Plant Growth

b. Gibberellins :

It is another growth promoting hormone and is abundant in root tip and developing seeds. It shows non-polar transport through vascular tissue. Gibberellins were first isolated from the fungus Gibberella fujikuroi by Japanese scientist Kurosawa (1926). He observed that when rice plant was infected by fungus Gibberella fujikuroi, it shows extensive stem elongation called 'bakane disease'. The crystalline form of Gibberellins were isolated by Yabuta and Sumiki (1938) from the fungus culture. They named it as gibberellin. It is synthesized in young leaves, seeds, roots and stem tips. These are synthesized from mevalonic acid. More than 150 chemical types are known so far. GA3 is most common and biologically active form. Chemically it contains a gibbeane ring - a cyclic diterpene with four isoprene units.
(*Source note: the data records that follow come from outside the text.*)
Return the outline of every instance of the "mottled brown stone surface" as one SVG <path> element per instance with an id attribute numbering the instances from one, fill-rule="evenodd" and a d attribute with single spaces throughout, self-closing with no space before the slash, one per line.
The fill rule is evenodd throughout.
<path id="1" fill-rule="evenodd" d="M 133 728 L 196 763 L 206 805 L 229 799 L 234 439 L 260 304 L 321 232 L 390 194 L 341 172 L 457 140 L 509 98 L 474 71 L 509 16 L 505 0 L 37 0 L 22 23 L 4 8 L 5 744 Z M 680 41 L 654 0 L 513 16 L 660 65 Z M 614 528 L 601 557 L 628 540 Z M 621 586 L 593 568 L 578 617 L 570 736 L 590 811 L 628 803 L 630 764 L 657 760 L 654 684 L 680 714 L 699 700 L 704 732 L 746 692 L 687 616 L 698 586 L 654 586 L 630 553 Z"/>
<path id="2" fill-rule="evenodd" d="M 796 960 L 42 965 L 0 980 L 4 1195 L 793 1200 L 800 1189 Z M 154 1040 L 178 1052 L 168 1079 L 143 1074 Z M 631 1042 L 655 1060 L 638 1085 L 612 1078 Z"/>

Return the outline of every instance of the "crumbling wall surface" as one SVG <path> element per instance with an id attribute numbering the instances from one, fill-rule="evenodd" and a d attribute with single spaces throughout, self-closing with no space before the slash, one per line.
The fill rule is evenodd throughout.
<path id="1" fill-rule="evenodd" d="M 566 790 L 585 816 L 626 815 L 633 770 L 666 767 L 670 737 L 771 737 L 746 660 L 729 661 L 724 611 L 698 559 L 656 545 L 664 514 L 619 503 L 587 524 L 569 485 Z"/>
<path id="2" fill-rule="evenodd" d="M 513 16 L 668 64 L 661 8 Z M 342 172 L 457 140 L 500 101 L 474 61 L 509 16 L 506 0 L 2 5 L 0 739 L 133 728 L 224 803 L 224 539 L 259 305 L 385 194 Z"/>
Physiological effects and application of Gibberellins :

Dormancy of bud can be broken by gibberellin treatment. It can promote seed germination in cereals like barley and wheat by synthesizing hydrolysing enzyme amylase to produce sugar. The most striking effect of it, is the elongation of stem where internodes increase in length. It also promotes bolting i.e. elongation of internodes just prior to flowering in plants those with rosette habit e.g. beet, cabbage. It causes parthenocarpy in tomato, apple and pear, and flowering in long day plants. It is used to increase the fruit size and bunch length of grapes. When gibberellins are applied on genetically dwarf plants like maize, the stem rapidly elongates and acquires the height of normal tall varities of maize. Application of gibberellins overcomes the requirement of vernalization. Usually, it inhibits growth of root, delays senescence and prevents abscission. It also breaks dormancy of seed and hastens germination. Application of gibberellin causes production of male flowers on female plant.